Courier Articles by Sandy Schultheis
Sunday, August 8, 1999


Many Books Just Get Better With Age

Lovers of bargains and books will be happy to hear that the annual EVPL Book Sale is coming up next weekend, August 14-15 at Washington Square. Every year the Library Friends raise money by selling off books for which the library no longer has space. Folks often express dismay that the library must sell so many books, but we buy hundreds of new books every month, and there is only so much space on the shelves, so some of the old books must give way to the new. Come out to Washington Square next weekend, find some bargains and support your public library. Today's picks are some older books which are still available at your public library.

Angle of Repose by Wallace Stegner (Doubleday, 1971).

One of the most asked-for older books in our collection is about a retired historian who sets out to write of his grandparents' pioneering the American west. His research reveals more about his own life than he is willing to admit. Stegner is a master, he won the Pulitzer Prize for this book in 1972.
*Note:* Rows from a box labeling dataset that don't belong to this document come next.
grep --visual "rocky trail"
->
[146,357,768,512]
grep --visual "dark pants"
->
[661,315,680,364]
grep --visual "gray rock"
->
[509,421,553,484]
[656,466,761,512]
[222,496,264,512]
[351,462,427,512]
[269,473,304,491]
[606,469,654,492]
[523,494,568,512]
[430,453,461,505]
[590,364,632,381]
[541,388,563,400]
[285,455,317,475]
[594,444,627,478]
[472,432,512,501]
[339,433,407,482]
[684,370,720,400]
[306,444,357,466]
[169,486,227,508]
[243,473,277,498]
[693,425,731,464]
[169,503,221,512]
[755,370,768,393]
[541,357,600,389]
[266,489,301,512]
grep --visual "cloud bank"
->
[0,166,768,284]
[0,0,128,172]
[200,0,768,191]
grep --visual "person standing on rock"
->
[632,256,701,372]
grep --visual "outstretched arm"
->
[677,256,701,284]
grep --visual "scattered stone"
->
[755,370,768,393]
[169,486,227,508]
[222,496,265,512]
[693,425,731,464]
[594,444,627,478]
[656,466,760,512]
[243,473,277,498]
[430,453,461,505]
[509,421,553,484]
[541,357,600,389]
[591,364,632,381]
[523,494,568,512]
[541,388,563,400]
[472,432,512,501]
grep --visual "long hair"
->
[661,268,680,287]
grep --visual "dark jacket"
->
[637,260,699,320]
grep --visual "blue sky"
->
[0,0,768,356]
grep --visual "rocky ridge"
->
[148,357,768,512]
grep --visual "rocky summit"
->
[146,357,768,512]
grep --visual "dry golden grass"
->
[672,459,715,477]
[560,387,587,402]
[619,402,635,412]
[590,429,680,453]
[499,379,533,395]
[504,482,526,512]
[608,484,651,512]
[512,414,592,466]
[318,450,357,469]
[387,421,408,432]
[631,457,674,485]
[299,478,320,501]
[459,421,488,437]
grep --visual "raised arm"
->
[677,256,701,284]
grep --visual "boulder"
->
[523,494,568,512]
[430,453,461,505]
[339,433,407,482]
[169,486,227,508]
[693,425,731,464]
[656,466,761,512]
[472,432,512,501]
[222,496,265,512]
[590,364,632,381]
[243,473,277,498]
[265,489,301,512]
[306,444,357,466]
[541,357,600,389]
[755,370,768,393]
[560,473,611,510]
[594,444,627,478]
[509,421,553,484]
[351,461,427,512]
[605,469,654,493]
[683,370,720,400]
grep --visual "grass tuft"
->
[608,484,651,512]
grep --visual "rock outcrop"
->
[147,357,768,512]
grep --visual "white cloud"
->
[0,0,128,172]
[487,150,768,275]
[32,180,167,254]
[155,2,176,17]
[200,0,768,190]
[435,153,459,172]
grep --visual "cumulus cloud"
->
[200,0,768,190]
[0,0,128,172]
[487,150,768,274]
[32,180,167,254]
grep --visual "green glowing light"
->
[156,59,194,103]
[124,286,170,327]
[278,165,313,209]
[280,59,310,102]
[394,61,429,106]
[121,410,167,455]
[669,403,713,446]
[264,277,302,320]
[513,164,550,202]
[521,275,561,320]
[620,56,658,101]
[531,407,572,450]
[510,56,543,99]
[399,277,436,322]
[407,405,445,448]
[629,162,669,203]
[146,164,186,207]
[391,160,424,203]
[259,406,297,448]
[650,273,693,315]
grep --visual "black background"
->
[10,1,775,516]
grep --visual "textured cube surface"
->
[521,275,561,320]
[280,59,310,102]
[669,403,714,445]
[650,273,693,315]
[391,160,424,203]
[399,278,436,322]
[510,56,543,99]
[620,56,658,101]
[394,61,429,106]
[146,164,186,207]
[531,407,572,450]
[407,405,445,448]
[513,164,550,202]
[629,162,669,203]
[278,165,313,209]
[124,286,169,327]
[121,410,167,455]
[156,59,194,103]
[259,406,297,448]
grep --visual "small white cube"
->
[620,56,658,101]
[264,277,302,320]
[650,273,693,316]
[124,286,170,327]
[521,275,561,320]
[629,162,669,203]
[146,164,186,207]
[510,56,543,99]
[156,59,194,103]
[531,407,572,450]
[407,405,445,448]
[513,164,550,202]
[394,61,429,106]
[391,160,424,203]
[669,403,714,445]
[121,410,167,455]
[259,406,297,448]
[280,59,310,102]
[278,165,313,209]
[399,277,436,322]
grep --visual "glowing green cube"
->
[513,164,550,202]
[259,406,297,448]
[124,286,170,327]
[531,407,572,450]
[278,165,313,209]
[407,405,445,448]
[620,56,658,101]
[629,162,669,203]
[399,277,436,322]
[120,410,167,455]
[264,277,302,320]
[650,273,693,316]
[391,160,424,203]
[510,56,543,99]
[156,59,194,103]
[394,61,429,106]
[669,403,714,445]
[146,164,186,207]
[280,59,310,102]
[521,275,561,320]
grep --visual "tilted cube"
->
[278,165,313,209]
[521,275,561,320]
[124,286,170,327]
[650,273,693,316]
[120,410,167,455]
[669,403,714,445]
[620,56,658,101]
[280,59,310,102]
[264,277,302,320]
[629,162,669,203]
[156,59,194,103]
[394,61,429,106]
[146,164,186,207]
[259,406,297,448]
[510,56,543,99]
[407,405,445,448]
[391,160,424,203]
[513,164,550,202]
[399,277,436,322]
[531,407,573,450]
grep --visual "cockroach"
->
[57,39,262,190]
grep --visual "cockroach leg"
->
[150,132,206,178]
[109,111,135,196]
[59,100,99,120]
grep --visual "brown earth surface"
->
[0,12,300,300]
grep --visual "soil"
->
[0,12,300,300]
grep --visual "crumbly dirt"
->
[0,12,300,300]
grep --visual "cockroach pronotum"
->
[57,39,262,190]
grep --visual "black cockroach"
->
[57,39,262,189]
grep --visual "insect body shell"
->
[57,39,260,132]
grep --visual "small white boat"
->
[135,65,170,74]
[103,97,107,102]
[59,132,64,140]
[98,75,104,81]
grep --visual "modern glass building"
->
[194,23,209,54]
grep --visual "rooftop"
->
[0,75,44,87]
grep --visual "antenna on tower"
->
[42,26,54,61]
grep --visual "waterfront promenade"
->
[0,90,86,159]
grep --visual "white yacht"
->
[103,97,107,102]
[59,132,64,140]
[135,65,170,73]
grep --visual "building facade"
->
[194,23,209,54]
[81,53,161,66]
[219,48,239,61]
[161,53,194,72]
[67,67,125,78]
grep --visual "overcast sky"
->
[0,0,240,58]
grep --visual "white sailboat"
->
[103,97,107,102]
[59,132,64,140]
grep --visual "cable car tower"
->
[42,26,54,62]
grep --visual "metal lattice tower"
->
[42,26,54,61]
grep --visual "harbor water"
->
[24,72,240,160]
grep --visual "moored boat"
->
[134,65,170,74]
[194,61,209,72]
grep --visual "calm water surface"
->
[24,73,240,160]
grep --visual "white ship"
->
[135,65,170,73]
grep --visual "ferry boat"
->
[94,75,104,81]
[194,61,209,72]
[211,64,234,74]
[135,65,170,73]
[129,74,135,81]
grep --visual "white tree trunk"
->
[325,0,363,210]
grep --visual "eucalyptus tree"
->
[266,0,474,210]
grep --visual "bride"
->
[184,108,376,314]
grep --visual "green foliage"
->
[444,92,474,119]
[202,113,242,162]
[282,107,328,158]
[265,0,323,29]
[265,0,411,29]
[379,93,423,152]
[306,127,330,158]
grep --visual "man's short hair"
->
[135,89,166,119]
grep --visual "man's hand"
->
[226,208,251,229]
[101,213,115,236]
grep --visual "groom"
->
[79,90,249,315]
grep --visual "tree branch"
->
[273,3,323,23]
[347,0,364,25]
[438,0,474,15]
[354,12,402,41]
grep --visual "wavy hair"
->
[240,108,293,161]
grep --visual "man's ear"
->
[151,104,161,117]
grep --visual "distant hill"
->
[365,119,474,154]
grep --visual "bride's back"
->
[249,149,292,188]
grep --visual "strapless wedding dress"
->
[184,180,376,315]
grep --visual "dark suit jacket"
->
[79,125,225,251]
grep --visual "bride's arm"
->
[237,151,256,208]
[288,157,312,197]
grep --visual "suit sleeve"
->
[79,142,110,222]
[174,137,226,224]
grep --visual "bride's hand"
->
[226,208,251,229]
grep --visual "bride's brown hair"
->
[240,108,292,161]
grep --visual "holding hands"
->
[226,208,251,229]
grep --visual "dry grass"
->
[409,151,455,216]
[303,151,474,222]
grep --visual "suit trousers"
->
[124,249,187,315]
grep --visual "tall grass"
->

Rabbit Run (1960), Rabbit Redux (1971), Rabbit Is Rich (1981) and Rabbit at Rest (1990) by John Updike.

When asked to pick her favorite old book Red Bank Reader's Advisor Becky Browning chose Updike's "Rabbit" series. She said: "There is no contemporary writer that can get inside middle America's head as well as Updike. In these books you will be privy to Updike's mastery of the English language and, at the same time, find yourself in a love-hate relationship with Harry Angstrom, the recurring character whose life is chronicled from youth through old age."

Ender's Game by Orson Scott Card (TOR, c1984).

I was invited to a dinner honoring this author in New Orleans recently and felt obligated to read at least one of his works. When I asked a Sci-Fi- reading friend to recommend Card's best book Ender' Game was his pick, and surprisingly I enjoyed it too. Looking at comments on Amazon.com from readers I was astounded to find over 700 reviews, most were positive.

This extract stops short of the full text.